To this calumnious report of certain newspapers, Pope Pius IX replied: “in our times, many of the enemies of the Catholic Faith direct their efforts towards placing every monstrous opinion on the same level with the doctrine of Christ, or confounding it therewith; and so they try more and more to propagate that impious system of the indifference of religions. But quite recently — we shudder to say — certain men have not hesitated to slander us by saying that we share in their folly, favor that most wicked system, and think so benevolently of every class of mankind as to suppose that not only the sons of the Church, but that the rest also, however alienated from Catholic unity they may remain, are alike in the way of salvation, and may arrive at everlasting life. We are at a loss, from horror, to find words to express our detestation of this new and atrocious injustice that is done us.

“We love, indeed, all mankind with the inmost affection of our heart, yet not otherwise than in the love of God and our Lord Jesus Christ, Who came to seek and to save that which had perished, Who died for all, Who wills all men to be saved, and to come to the knowledge of the truth; Who, therefore, sent His disciples into the whole world to preach the Gospel to every creature, proclaiming that those who should believe and be baptized should be saved, but that those who should not believe should be condemned.

“Let those, therefore, who wish to be saved, come to the pillar and the ground of Faith, which is the Church; let them come to the true Church of Christ, which, in her bishops and in the Roman Pontiff, the chief head of all, has the succession of apostolical authority which has never been interrupted, which has never counted anything of greater importance than to preach, and by all means to keep and defend the doctrine proclaimed by the Apostles at Christ’s command.” (Allocution to the Cardinals held on December 17, 1847)

54. What conclusion, therefore, should every non-Catholic draw from this conviction?

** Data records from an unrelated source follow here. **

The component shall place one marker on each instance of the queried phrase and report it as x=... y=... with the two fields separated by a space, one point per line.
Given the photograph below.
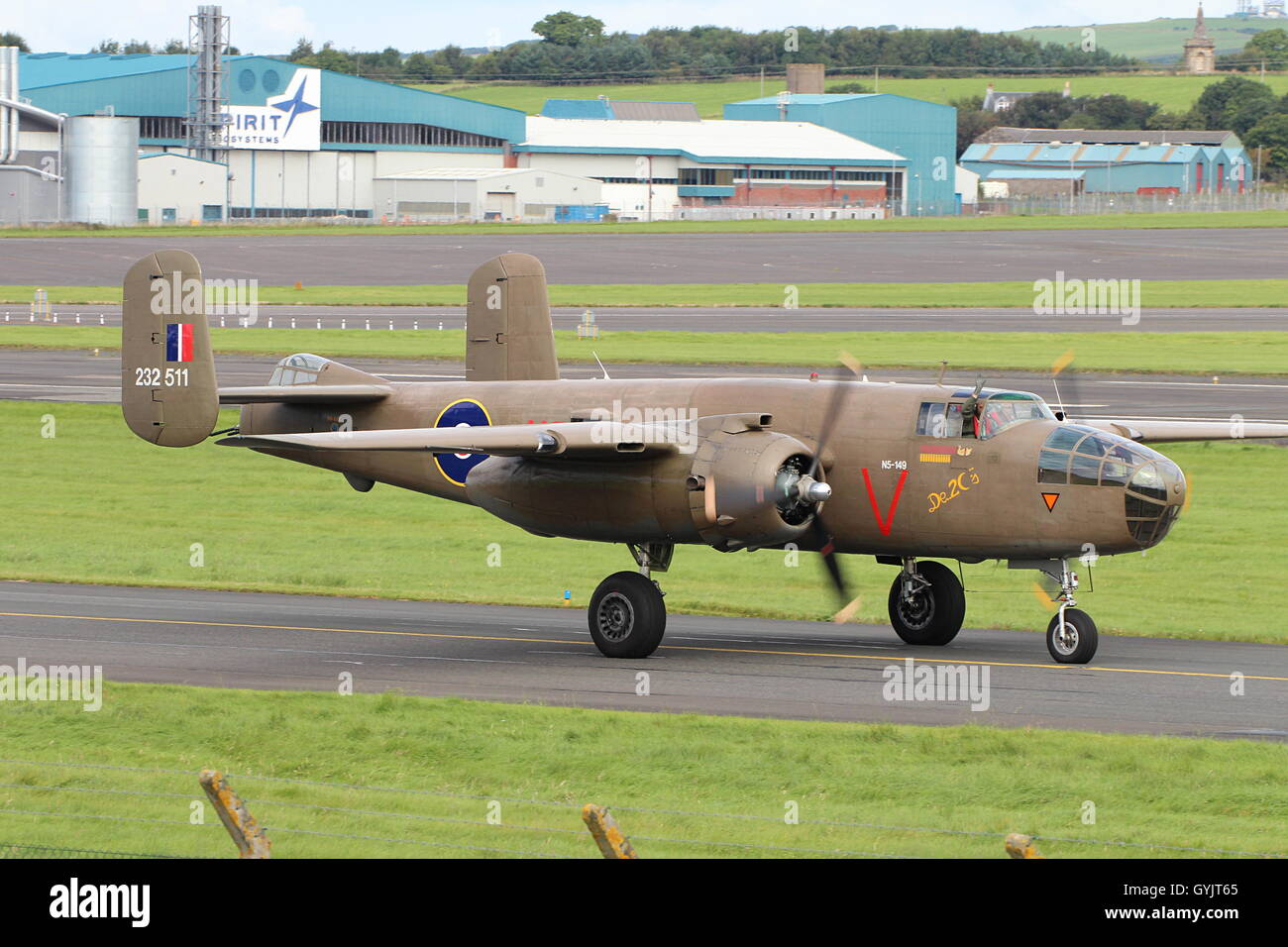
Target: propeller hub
x=812 y=491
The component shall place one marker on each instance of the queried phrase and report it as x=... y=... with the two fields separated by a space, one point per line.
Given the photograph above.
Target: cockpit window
x=300 y=368
x=995 y=412
x=1082 y=455
x=939 y=420
x=1008 y=408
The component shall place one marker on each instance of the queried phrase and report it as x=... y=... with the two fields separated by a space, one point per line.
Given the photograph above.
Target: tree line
x=575 y=48
x=1235 y=103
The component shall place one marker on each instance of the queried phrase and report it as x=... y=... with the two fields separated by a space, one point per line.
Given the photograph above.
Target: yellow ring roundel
x=463 y=412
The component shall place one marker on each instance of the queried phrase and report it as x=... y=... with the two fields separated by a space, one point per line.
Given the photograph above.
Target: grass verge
x=454 y=759
x=94 y=504
x=1205 y=219
x=1202 y=354
x=1153 y=294
x=1173 y=93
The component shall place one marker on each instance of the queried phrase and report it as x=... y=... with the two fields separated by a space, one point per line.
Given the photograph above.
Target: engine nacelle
x=742 y=487
x=745 y=488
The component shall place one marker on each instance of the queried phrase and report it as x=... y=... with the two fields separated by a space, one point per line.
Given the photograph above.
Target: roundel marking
x=464 y=412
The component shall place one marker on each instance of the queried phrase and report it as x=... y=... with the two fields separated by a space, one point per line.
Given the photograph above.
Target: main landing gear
x=926 y=603
x=1072 y=637
x=626 y=615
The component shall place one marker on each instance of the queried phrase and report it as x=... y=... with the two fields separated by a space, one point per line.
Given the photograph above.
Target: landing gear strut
x=626 y=615
x=926 y=603
x=1072 y=637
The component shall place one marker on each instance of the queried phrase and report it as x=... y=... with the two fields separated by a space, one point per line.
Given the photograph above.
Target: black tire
x=936 y=613
x=1077 y=646
x=626 y=616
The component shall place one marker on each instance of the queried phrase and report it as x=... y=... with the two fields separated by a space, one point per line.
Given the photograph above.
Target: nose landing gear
x=926 y=603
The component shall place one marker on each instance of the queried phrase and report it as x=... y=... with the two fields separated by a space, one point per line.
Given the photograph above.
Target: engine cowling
x=752 y=487
x=741 y=486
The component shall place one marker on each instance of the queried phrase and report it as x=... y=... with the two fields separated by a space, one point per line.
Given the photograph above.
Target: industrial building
x=209 y=137
x=297 y=142
x=487 y=193
x=651 y=169
x=922 y=133
x=1044 y=162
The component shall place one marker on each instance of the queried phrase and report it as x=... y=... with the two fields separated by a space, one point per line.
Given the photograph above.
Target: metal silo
x=102 y=158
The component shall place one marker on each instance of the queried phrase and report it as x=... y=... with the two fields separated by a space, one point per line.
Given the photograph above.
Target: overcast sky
x=271 y=26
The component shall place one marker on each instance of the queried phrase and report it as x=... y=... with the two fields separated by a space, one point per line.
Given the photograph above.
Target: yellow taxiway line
x=885 y=659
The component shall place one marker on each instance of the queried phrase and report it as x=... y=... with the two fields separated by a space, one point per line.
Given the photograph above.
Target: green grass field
x=900 y=224
x=452 y=759
x=1193 y=354
x=82 y=506
x=1155 y=39
x=1173 y=93
x=1153 y=294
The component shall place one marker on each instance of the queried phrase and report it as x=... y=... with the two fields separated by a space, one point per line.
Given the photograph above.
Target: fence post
x=250 y=839
x=608 y=835
x=1021 y=847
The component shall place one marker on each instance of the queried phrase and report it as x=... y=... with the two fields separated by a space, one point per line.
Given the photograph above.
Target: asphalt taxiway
x=76 y=375
x=711 y=665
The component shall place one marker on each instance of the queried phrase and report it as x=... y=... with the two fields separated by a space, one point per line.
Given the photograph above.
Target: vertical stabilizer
x=507 y=330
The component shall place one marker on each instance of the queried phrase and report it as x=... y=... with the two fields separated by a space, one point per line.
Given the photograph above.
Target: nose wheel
x=926 y=603
x=626 y=615
x=1072 y=637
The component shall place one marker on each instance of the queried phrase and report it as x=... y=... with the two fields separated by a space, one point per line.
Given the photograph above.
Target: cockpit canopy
x=997 y=411
x=1080 y=455
x=300 y=368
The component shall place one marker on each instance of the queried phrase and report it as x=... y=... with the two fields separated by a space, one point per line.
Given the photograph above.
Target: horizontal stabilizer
x=581 y=440
x=1151 y=431
x=303 y=394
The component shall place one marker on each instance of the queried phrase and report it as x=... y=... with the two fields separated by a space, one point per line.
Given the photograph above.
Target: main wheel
x=1073 y=643
x=936 y=611
x=626 y=616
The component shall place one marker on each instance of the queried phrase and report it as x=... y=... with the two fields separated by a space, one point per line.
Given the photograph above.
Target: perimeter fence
x=60 y=809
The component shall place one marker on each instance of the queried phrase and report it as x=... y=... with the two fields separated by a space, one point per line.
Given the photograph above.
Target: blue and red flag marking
x=178 y=342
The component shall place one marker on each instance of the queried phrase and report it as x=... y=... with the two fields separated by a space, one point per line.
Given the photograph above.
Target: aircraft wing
x=304 y=394
x=1150 y=431
x=580 y=440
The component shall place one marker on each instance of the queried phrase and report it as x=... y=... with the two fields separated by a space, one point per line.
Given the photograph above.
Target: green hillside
x=1173 y=93
x=1158 y=40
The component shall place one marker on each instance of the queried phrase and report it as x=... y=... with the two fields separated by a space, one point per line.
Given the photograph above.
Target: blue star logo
x=295 y=106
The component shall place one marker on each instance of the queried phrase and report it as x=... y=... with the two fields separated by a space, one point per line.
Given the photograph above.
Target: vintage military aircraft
x=901 y=472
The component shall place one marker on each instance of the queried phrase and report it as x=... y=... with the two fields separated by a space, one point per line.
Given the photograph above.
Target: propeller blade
x=827 y=549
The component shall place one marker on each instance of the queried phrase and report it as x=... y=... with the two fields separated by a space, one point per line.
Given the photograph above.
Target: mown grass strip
x=441 y=763
x=1189 y=354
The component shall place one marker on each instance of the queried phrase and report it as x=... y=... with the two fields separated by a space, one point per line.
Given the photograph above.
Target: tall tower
x=207 y=42
x=1199 y=50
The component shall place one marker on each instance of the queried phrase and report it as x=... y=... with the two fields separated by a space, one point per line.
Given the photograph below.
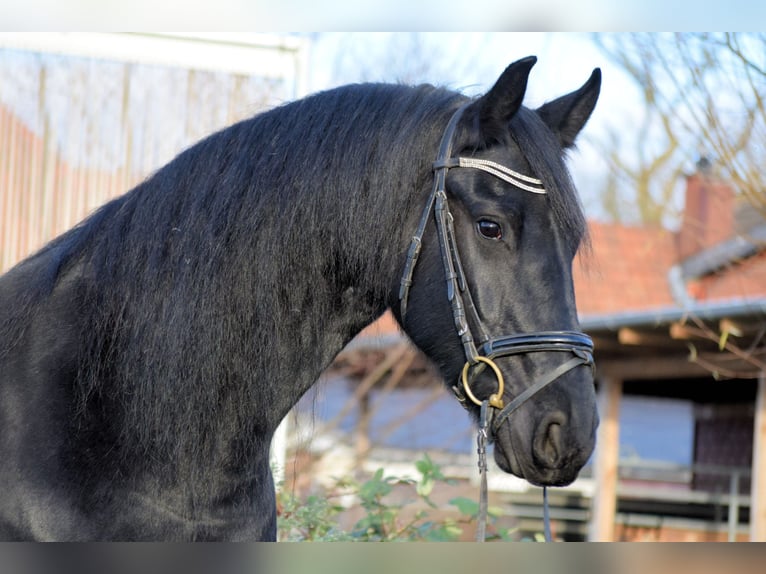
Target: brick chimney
x=708 y=216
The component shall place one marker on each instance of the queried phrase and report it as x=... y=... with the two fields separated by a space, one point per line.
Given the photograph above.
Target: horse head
x=501 y=229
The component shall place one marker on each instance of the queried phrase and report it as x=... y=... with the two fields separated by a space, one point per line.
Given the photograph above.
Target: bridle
x=482 y=354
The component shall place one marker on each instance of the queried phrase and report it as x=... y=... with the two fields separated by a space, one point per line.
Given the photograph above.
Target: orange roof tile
x=627 y=270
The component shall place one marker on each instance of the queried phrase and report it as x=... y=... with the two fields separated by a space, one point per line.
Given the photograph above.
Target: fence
x=84 y=117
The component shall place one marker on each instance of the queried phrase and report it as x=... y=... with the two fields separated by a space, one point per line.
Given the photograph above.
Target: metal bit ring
x=495 y=400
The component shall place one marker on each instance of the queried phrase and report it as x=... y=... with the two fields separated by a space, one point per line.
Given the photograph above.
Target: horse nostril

From this conviction, every non-Catholic should draw the practical conclusion to become a Catholic. For when there is a question about eternal salvation and eternal damnation, a sensible man will take the surest way to Heaven.

Note:

1) Apostasy, or the falling away from the true Faith, is a kind of infidelity. As the virtue of true faith unites us with God, so the sin of apostasy separates us from Him. As the real loss of faith is a total separation from God and His Holy Church, it is called apostasy of perfidy. Whoever is guilty of this kind of apostasy, is deprived of grace and of all other means of salvation, for, “Faith is the life of the soul: the just man lives by faith.” (Rom. 1: 17) “When the soul, the life of the body,” says Saint Thomas Aquinas, “has left the body, all its natural powers and physical organization begin to be dissolved. In like manner, when true faith, the life of the soul is totally destroyed, a mortal disorder, a spiritual contagion, pervades all the members and faculties of the body, which are the instruments of the soul.” Hence it is, that the apostate uses every faculty of his soul and body to pervert others, by inducing them to renounce the Faith which he himself has renounced to his own perdition. “It had been better for them (heretics and apostates) not to have known the way of justice than, after having known it, to turn away from it.” (2 Peter 2: 21) “Woe to you ungodly men,” says Holy Writ, “woe to you who have forsaken the law of the Most High Lord! If you be born, you shall be born in rnalediction, and if you die, in malediction shall be your position. The ungodly shall pass from malediction to destruction; the name of the ungodly shall be blotted out.” (Eccles. 61:11-14 )

2) Editor’s Note: Father Muller is most likely referring to these four truths: 1) that God is, 2) that He is Remunerator (Rewarder), 3) the Blessed Trinity, 4) the Incarnation.